The value of weapons exports to countries in the Gulf region rose to 1,42 billion euros ($1.88 billion) last year, according to a report published in Friday's edition of the Munich-based Süddeutsche Zeitung newspaper.
In 2011, Germany exported just 570 million euros worth of military hardware to the six nations that belong to the Cooperation Council for the Arab States of the Gulf.
Military exports to Saudi Arabia are politically controversial in Germany, due to Saudi Arabia's human rights record.
German military exports are subject to approval by a special committee of the Bundestag parliament, the Federal Security Council. It comprises Chancellor Angela Merkel and eight cabinet ministers, and meets behind closed doors.
According to Friday's report, in which the Süddeutsche Zeitung (SZ) cited the German Economy Ministry, by far the biggest increase in German security hardware exports was to Saudi Arabia, which accounted for 1.24 billion euros in 2012.
This was by far the highest value of weapons exports from Germany and around nine times the value sold to Saudi Arabia one year earlier.
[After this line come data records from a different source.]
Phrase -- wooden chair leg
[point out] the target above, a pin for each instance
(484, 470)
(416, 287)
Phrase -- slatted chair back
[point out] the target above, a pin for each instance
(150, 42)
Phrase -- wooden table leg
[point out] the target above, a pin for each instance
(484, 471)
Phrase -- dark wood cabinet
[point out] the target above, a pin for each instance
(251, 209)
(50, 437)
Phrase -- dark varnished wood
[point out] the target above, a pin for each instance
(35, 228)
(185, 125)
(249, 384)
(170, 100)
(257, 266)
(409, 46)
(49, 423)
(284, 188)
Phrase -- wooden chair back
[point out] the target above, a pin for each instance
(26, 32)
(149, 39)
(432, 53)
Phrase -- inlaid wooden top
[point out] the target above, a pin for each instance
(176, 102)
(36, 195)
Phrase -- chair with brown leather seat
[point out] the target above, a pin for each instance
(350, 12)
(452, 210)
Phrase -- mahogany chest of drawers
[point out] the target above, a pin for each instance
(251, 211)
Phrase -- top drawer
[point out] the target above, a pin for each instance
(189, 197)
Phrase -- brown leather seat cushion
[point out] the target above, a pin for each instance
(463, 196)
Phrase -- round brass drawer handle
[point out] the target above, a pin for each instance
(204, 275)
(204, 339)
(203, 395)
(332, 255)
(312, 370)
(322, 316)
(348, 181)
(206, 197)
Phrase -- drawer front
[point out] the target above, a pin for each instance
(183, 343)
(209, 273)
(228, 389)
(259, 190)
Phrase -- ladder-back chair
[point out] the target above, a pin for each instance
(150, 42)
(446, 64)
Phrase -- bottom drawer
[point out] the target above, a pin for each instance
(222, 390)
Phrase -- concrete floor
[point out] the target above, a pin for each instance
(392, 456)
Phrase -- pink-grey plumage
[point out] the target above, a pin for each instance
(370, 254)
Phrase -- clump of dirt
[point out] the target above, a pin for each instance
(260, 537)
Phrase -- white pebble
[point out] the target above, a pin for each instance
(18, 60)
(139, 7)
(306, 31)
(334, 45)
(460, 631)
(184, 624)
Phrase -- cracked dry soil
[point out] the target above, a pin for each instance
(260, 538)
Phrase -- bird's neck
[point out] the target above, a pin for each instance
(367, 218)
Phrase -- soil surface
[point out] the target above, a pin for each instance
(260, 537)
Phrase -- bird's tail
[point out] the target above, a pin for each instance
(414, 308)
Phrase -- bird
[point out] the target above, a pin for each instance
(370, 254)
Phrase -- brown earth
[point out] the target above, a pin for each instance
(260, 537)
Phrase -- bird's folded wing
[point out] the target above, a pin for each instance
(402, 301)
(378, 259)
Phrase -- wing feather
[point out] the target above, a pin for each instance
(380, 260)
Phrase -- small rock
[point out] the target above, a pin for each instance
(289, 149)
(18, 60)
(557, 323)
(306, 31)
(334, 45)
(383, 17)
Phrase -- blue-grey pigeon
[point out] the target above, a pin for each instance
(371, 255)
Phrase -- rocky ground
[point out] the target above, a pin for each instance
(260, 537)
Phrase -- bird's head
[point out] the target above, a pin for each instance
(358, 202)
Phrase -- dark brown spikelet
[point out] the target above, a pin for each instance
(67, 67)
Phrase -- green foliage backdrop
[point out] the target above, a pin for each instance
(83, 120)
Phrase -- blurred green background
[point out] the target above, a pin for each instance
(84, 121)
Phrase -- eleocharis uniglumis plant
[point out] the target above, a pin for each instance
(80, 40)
Of this, Saudi Arabia spent around 1.1 billion euros on hardware meant for use in securing its borders, according to the newspaper report.
Sales to Bahrain and Qatar also increased, while, at the same time, sales to the United Arab Emirates and Oman decreased.
Formal query from Left
The paper said the information was released following a formal query from the parliamentary group of the opposition Left party.
This follows another report earlier this month that the Federal Security Council had approved the sale of patrol boats to Saudi Arabia.
The Bild am Sonntag Sunday paper reported on February 10 that the Saudi government was set to spend 1.5 billion euros on the patrol boats, manufactured by the Bremen-based Lürsen shipyard.
At the time, Merkel's spokesman Steffen Seibert said council decisions were initially made in secret to protect business confidentiality and were only made public later.
Earlier this month, opposition Greens parliamentary leader Jürgen Trittin said such exports were not in Germany's interests.
"It is simply not true that Saudi Arabia plays a clear role against terror," he told German ARD public television on February 11.
In Friday's newspaper report, Jan van Aken, a German parliamentarian from the Left party also criticized the government over its apparent approval of military hardware to Saudi Arabia and other states in the region.
“The Gulf states continue to build up arms and the German government has no inhibitions about arming them to the teeth,” Aken told the paper. He added that the increase in sales demonstrated that “the worst human rights violations were apparently no longer a reason to deny approval of exports.”
There was no immediate comment from the German government on the latest report.